BC licence plates…Benz Transmission BC…GoogleGoogleGoogle…Found it in Maple Ridge.
It’s a Majestic Major alright – as in major dowager. It’s what you get when you ask the carrossier whose zenith in styling was the London taxi to style your new upper-crust conveyance. Namely, a London taxi with what appears to be a large coffin sticking out the bum. Rather resembles Queen Victoria in a bustle. On castors. We are a lot bemused.
Ofcourse, in a plot twist only the English car industry could devise, this two ton Majestic Malignance had 4-wheel discs, a perfectly superb alloy-headed hemi, and was seriously fast in 1961, when very cars of any type – let alone one that might be mistook for a wardrobe – could do 120mph.
Given that they made less than 1200 of these, there seems to be a decent number of survivors.
Looks more like a non-Major Majestic, without the extended boot.
Oh. I think you’re right, dammit. Well that just makes it a really dull – if slightly more gainly – wardrobe, wafted by a low-compression long-stroke ye olde six. A bustleless Queen Vic who couldn’t pick her skirts, so no plot twist after all.
Yes it was quite a weapon the Daimler Majestic Major very fast and capable even smaller sister the Conquest held a class track record somewhere on a UK racetrack, the big Daimler was suited to the unrestricted motorways of its era like few other cars.
About the name Benz…
For many years after 1926 merger, the corporate name was Daimler-Benz rather than Mercedes-Benz. The latter is used for its vehicle. When we shipped our 450SEL from Germany to the United States in 1982, I recalled seeing the registration card, export document, and shipping label on our car saying DB 450SEL.
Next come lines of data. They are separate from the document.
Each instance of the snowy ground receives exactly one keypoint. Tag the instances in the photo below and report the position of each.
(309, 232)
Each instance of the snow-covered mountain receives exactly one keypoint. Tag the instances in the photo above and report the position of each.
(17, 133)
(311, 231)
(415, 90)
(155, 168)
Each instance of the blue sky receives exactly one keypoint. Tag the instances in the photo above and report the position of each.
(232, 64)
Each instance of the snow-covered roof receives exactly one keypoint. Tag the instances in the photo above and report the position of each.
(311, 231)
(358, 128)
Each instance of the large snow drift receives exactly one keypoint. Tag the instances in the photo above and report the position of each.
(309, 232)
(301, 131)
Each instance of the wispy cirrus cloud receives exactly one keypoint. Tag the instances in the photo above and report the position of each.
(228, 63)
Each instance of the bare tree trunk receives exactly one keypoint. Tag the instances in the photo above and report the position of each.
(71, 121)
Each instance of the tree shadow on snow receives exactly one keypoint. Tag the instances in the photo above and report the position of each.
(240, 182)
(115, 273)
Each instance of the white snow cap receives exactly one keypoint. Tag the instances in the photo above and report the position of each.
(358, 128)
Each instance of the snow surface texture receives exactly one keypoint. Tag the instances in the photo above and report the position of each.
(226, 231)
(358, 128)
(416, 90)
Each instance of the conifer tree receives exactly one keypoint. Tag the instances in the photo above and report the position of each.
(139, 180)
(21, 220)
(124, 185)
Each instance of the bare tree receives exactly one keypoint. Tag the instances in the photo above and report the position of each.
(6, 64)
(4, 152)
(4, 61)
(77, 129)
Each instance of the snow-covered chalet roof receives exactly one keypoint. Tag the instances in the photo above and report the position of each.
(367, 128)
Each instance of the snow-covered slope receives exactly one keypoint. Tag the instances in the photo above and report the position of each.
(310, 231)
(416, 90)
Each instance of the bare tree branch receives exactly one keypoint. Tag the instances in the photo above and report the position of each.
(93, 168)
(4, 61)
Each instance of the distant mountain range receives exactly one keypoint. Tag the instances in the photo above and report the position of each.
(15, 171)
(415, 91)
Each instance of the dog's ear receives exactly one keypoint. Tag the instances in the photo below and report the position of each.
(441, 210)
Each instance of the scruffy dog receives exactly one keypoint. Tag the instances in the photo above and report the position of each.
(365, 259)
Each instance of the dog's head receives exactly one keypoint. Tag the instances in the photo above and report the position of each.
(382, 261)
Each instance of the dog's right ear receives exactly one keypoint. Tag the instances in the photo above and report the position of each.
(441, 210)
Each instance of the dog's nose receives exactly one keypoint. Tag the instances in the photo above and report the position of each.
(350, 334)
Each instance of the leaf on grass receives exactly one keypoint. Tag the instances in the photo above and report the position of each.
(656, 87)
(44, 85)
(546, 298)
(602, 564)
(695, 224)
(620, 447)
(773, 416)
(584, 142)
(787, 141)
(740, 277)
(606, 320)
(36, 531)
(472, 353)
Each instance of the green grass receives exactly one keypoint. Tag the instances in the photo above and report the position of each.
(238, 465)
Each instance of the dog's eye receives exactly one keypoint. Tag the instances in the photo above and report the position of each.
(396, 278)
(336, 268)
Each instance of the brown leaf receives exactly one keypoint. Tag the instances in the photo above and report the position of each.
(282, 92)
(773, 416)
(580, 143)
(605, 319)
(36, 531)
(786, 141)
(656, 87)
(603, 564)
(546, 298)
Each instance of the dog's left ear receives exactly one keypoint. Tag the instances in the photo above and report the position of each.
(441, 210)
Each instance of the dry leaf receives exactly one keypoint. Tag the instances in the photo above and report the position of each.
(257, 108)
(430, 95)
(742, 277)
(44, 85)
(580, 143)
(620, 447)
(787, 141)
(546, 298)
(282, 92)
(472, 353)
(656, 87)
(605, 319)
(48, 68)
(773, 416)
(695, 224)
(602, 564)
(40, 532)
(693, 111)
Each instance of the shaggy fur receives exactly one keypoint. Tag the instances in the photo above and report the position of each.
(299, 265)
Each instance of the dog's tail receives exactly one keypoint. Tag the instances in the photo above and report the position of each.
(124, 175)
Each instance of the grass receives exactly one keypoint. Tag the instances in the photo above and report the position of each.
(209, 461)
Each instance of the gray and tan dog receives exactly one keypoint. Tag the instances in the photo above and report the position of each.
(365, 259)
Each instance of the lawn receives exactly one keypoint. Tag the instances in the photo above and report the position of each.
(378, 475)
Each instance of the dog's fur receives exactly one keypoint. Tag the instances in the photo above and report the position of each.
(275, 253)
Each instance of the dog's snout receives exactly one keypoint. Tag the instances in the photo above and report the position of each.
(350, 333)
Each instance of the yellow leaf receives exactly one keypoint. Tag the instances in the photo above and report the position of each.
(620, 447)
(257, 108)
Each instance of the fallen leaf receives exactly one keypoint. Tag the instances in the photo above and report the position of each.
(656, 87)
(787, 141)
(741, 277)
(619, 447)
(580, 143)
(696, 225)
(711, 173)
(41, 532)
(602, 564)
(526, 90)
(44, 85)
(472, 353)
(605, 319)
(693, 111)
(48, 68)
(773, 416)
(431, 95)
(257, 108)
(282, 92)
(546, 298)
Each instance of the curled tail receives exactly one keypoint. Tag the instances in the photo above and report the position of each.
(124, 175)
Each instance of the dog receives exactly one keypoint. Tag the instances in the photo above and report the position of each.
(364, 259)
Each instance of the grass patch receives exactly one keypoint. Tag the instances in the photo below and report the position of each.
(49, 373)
After Daimler-Benz AG merged with Chrysler Corporation, the name changed to DaimlerChrysler, jettionsing Benz. When the “Merger of Equals” ended, the name should have reverted to Daimler-Benz once again. It didn’t: the current name is Daimler AG. Of course, the vehicles are still called Mercedes-Benz.
Adding more “disdain” for Benz, there’s “Mercedes-Maybach” for the opulent trim and “Mercedes-AMG” for high performance upgrade.
Now, how is Daimler AG able to retain its sole name when Jaguar owns the rights to name, Daimler? Not to mention separating the British Daimler from German Daimler…
Daimler Majestic Major; the Carol Danvers of cars.
Am I correct in assuming that one is “Dame-ler” and one is “Dime-ler”. By the way, I’m pretty sure I’ve never seen a British Daimler in the US. I saw some comments mentioned the Royal Family’s use of the Daimler version of the Mk10/420, but in fact there were also Daimler versions of the XJ6 and XJ12, complete with fluted grille.